Generally, the announcement is a cause for celebration. “My team usually gets a decent place—we’ve gone to a lot of previous international competitions in the past,” Chan said. “So we look up, they announce our score and we’re all celebrating because we got a good score.”

Yang and Chan are both part of the San Francisco Ice Theatre’s 24-member junior team, which they joined in seventh and ninth grade respectively for a total of 10 years of skating each. Chan described their shared sport as “ballet on ice.”

As part of the San Francisco Ice Theater’s junior team, Yang and Chan have accumulated noteworthy achievements. Their team has qualified for the National Theatre on Ice Competition each year, winning third place in 2022. They have also qualified for international competitions held every other year by being one of three top teams in the U.S.. They will attend the next international Nations’ Cup in Boston this year.

Along with team competitions, Yang competes individually. According to Yang, the difference between individual and team figure skating extends beyond separate competitions, with more opportunities for individual skaters to compete. “Individual skating is more technical, so there are more jumps and more spins that you have to do in a program,” she said. “But for team skating, we just have to keep formations and keep in sync.”

Yang and Chan practice year round—usually individually before school on weekdays and with their team on weekends—but compete only in the winter. Chan trains with private instructors to work on her jumps, spins and individual program. In team practices, they warm up with their team before splitting up into different groups to run through general exercises. “I go [to practice] before school most of the time, and I skate for two or three hours on the weekends,” Yang said.

Programs are developed with music that frames the overall concept chosen first, according to Yang. Yang and Chan’s coaches then choreograph the program, weaving in jumps, spins and edges (Chan described these as the skating in between jumps and spins).

According to Chan, the team practices and performs two programs throughout the entire season: a three-minute short program called the “choreographic exercise” and a five to six minute long program called the “free skate.”

For instance, the San Francisco Ice Theatre’s free skate program last year involved a puppet theme, complete with hair, makeup and costumes. “There was a puppet leader and a rogue puppet, and they took over the group of everyone else, who were normal puppets [in the performance],” Chan said.

A key challenge with choreographing programs is accounting for the difference in skill levels between all 24 skaters. “It’s hard to find 24 skaters who can all do this jump and this spin,” Chan said. “So sometimes the coaches will have everyone doing one specific element, but if that can’t happen, they might have half of the skaters do an element in the center while the other skaters do something else on the outside.”

When it comes to actually performing, hiding fatigue can be a challenge, according to Yang. “Most of it is just being elegant when you’re actually really tired,” she said.

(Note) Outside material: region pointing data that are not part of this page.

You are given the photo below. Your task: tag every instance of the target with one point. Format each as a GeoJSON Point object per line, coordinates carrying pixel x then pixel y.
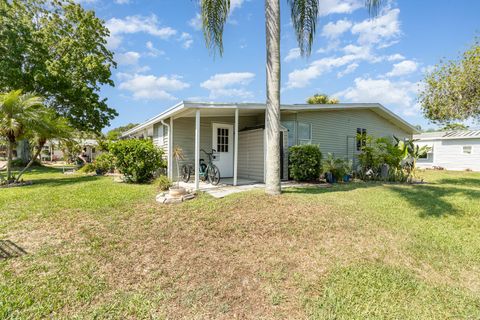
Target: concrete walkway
{"type": "Point", "coordinates": [226, 187]}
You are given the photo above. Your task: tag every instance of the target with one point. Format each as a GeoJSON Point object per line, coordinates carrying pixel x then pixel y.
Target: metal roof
{"type": "Point", "coordinates": [441, 135]}
{"type": "Point", "coordinates": [184, 105]}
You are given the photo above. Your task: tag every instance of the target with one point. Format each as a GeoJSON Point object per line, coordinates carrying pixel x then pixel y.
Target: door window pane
{"type": "Point", "coordinates": [290, 126]}
{"type": "Point", "coordinates": [222, 140]}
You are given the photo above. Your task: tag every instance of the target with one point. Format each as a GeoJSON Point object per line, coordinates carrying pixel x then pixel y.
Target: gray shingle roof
{"type": "Point", "coordinates": [463, 134]}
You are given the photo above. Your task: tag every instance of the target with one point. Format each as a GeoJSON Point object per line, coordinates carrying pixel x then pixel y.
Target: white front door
{"type": "Point", "coordinates": [222, 143]}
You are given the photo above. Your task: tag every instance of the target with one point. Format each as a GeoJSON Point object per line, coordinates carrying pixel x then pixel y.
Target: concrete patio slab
{"type": "Point", "coordinates": [226, 187]}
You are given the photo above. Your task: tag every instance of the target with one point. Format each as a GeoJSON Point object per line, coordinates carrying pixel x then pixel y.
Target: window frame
{"type": "Point", "coordinates": [470, 150]}
{"type": "Point", "coordinates": [301, 140]}
{"type": "Point", "coordinates": [362, 141]}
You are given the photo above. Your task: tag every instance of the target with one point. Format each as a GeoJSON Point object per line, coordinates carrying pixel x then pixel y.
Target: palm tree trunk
{"type": "Point", "coordinates": [9, 161]}
{"type": "Point", "coordinates": [272, 112]}
{"type": "Point", "coordinates": [35, 156]}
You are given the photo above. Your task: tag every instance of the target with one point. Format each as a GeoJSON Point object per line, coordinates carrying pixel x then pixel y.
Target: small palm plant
{"type": "Point", "coordinates": [18, 113]}
{"type": "Point", "coordinates": [177, 153]}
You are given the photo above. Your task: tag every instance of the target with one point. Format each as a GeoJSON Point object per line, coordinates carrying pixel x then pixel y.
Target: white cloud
{"type": "Point", "coordinates": [136, 24]}
{"type": "Point", "coordinates": [150, 87]}
{"type": "Point", "coordinates": [403, 68]}
{"type": "Point", "coordinates": [196, 22]}
{"type": "Point", "coordinates": [400, 94]}
{"type": "Point", "coordinates": [186, 39]}
{"type": "Point", "coordinates": [301, 78]}
{"type": "Point", "coordinates": [335, 29]}
{"type": "Point", "coordinates": [327, 7]}
{"type": "Point", "coordinates": [349, 69]}
{"type": "Point", "coordinates": [236, 4]}
{"type": "Point", "coordinates": [382, 28]}
{"type": "Point", "coordinates": [152, 51]}
{"type": "Point", "coordinates": [395, 57]}
{"type": "Point", "coordinates": [293, 54]}
{"type": "Point", "coordinates": [127, 58]}
{"type": "Point", "coordinates": [229, 85]}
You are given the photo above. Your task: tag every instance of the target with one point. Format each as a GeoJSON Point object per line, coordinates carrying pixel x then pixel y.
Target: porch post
{"type": "Point", "coordinates": [235, 148]}
{"type": "Point", "coordinates": [170, 150]}
{"type": "Point", "coordinates": [197, 149]}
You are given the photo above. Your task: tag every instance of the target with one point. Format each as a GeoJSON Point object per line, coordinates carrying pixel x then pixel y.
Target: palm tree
{"type": "Point", "coordinates": [17, 113]}
{"type": "Point", "coordinates": [50, 127]}
{"type": "Point", "coordinates": [304, 14]}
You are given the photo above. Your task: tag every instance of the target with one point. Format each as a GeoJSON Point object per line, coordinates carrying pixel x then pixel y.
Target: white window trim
{"type": "Point", "coordinates": [469, 147]}
{"type": "Point", "coordinates": [308, 141]}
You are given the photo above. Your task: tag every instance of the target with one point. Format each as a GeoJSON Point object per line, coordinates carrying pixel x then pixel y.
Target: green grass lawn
{"type": "Point", "coordinates": [100, 249]}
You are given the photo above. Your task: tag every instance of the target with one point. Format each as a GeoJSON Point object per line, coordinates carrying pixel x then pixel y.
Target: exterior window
{"type": "Point", "coordinates": [290, 125]}
{"type": "Point", "coordinates": [222, 140]}
{"type": "Point", "coordinates": [304, 133]}
{"type": "Point", "coordinates": [467, 150]}
{"type": "Point", "coordinates": [361, 138]}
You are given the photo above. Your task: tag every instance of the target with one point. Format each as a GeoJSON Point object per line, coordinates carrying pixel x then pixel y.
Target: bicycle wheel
{"type": "Point", "coordinates": [203, 170]}
{"type": "Point", "coordinates": [185, 173]}
{"type": "Point", "coordinates": [213, 175]}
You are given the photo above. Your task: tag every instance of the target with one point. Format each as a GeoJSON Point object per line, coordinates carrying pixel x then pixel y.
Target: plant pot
{"type": "Point", "coordinates": [177, 191]}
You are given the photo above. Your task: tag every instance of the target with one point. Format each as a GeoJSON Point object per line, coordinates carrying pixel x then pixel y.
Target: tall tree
{"type": "Point", "coordinates": [452, 90]}
{"type": "Point", "coordinates": [322, 99]}
{"type": "Point", "coordinates": [18, 113]}
{"type": "Point", "coordinates": [58, 50]}
{"type": "Point", "coordinates": [50, 127]}
{"type": "Point", "coordinates": [116, 133]}
{"type": "Point", "coordinates": [304, 16]}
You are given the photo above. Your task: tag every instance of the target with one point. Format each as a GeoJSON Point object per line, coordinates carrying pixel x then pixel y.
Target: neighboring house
{"type": "Point", "coordinates": [194, 126]}
{"type": "Point", "coordinates": [451, 150]}
{"type": "Point", "coordinates": [52, 150]}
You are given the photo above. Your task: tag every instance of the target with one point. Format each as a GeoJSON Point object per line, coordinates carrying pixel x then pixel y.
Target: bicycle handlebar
{"type": "Point", "coordinates": [209, 153]}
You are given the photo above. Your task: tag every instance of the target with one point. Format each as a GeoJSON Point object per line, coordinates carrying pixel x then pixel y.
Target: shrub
{"type": "Point", "coordinates": [105, 163]}
{"type": "Point", "coordinates": [337, 167]}
{"type": "Point", "coordinates": [305, 162]}
{"type": "Point", "coordinates": [87, 168]}
{"type": "Point", "coordinates": [137, 159]}
{"type": "Point", "coordinates": [163, 183]}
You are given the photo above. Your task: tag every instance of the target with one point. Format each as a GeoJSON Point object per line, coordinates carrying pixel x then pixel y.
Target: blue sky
{"type": "Point", "coordinates": [162, 56]}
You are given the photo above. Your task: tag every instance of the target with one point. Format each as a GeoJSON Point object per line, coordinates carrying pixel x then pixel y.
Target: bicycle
{"type": "Point", "coordinates": [208, 171]}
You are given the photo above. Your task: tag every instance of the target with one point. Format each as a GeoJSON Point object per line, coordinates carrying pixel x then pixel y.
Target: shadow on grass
{"type": "Point", "coordinates": [466, 182]}
{"type": "Point", "coordinates": [9, 250]}
{"type": "Point", "coordinates": [430, 199]}
{"type": "Point", "coordinates": [55, 182]}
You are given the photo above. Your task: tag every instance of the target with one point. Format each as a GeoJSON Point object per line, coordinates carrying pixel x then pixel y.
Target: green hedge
{"type": "Point", "coordinates": [137, 159]}
{"type": "Point", "coordinates": [305, 162]}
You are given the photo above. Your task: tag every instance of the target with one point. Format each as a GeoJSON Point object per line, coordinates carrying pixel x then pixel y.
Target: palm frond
{"type": "Point", "coordinates": [374, 6]}
{"type": "Point", "coordinates": [304, 15]}
{"type": "Point", "coordinates": [214, 17]}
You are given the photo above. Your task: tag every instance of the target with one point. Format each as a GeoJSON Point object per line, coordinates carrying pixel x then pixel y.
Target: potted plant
{"type": "Point", "coordinates": [176, 190]}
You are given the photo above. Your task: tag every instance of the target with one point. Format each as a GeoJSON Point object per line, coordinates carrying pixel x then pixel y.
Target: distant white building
{"type": "Point", "coordinates": [451, 150]}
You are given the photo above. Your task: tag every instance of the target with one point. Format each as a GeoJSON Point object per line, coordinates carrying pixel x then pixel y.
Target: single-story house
{"type": "Point", "coordinates": [451, 150]}
{"type": "Point", "coordinates": [236, 132]}
{"type": "Point", "coordinates": [52, 150]}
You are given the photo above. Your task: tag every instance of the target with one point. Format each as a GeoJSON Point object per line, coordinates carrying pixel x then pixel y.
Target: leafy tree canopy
{"type": "Point", "coordinates": [452, 90]}
{"type": "Point", "coordinates": [454, 126]}
{"type": "Point", "coordinates": [322, 99]}
{"type": "Point", "coordinates": [57, 49]}
{"type": "Point", "coordinates": [115, 133]}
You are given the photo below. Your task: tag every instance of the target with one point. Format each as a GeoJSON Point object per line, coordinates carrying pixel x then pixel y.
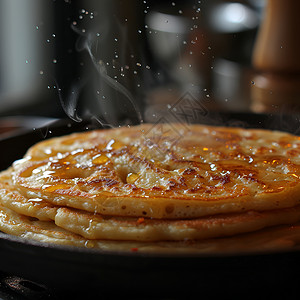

What Yang enjoys the most about figure skating is also what she finds the most challenging: jumps. Yang is currently working on a triple Salchow (three rotations in the air), a far cry from her first successful axel jump in eighth grade—a moment that stands out to Yang in her skating career—after a series of falls and under-rotations. “An axel is a jump where I rotate one-and-a-half times in the air,” she said. “I’d been working on that jump for almost a year, and it felt really good to finally land it.”

On the other hand, Chan loves the community aspect of team figure skating. “It’s not just about the competition, although that’s a large part and that’s fun too,” Chan said. “You get to make friends, and sometimes we have team-bonding [activities], which are really fun.”

Despite living in California, where Yang explained that figure skating is not particularly popular, ice rinks are air conditioned and open all year, and she faces few other skating-specific challenges. “[Nothing else] besides getting cold and having your toes freeze off,” Yang joked.